Alcohol Convenience is Bad for Our Health

by Kapil Khatter on November 27, 2013

Alcohol convenience is bad for our healthMac’s Convenience Stores is promising Ontarians a deal: 27 new convenience stores, the expansion of others, and a bunch of new jobs if they are allowed to sell beer, wine and spirits. But is Mac’s jobs for booze pledge really a good deal for Ontarians?

Let’s look at where the jobs would come from. Mac’s could bleed them from The Beer Store and the Liquor Control Board of Ontario. Better paying jobs with good benefits from the province’s major retailers of alcohol would be replaced by more poorly paid jobs. That hardly seems like a good deal.

Or worse, the jobs could come from expanded alcohol sales. With more alcohol sold and consumed, we would likely see more alcohol-related harm and more alcohol-related costs to society. That hardly seems like a good deal, either.

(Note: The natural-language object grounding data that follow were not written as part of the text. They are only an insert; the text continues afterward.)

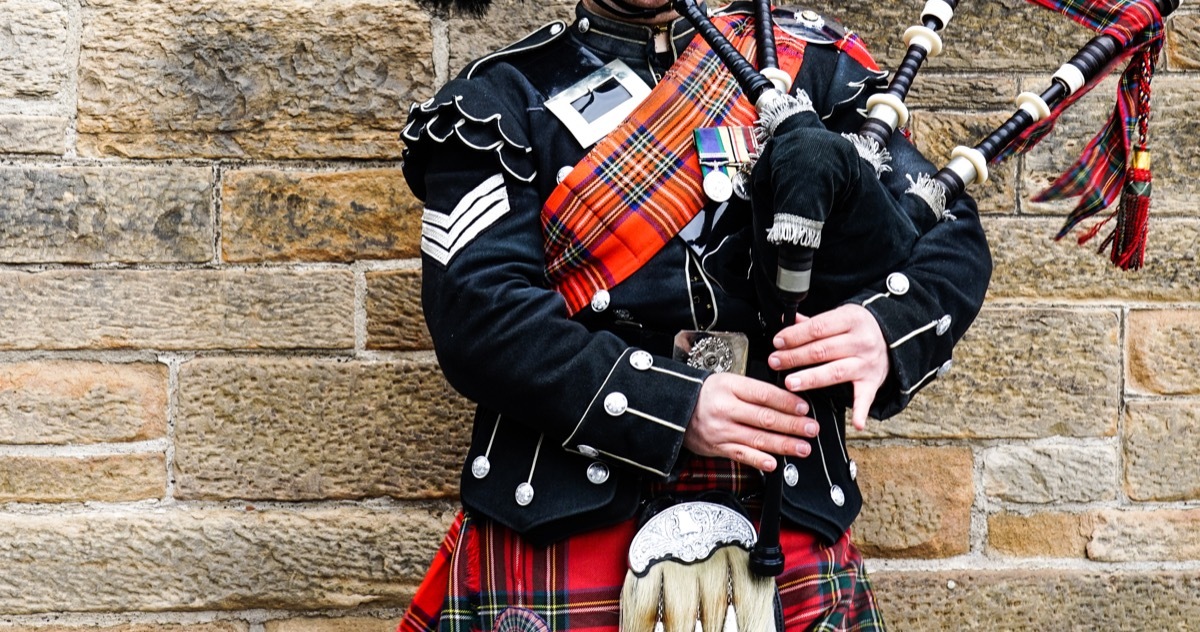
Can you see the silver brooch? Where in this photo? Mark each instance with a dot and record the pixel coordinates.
(712, 354)
(688, 533)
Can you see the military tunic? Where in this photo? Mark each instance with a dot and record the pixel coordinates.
(581, 417)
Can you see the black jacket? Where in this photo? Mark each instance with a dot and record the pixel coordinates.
(577, 414)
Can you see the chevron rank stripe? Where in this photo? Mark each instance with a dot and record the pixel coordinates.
(444, 234)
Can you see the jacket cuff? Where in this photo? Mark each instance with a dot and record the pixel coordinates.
(918, 335)
(639, 415)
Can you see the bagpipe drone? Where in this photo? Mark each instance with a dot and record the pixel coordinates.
(790, 218)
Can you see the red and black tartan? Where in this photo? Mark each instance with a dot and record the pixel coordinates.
(485, 577)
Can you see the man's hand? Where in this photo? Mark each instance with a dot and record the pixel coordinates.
(748, 421)
(837, 347)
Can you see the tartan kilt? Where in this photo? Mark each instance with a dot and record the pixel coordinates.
(485, 577)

Already Ontarians spend at least $5.3 billion a year on health care, law enforcement, corrections and lost productivity related to alcohol, a number that could go up significantly if drinking rates surge. And studies suggest that a boom in alcohol sales is exactly what will happen if we let convenience stores start selling beer and wine, whisky and vodka. There are 1,000 or so Beer Store and LCBO outlets in the province, and more than 10,000 convenience stores. Having liquor at every corner store, with longer hours, and more alcohol advertising, the research tells us, will increase the amount people buy.

More drinking unfortunately means more people getting behind the wheel while impaired (tweet this)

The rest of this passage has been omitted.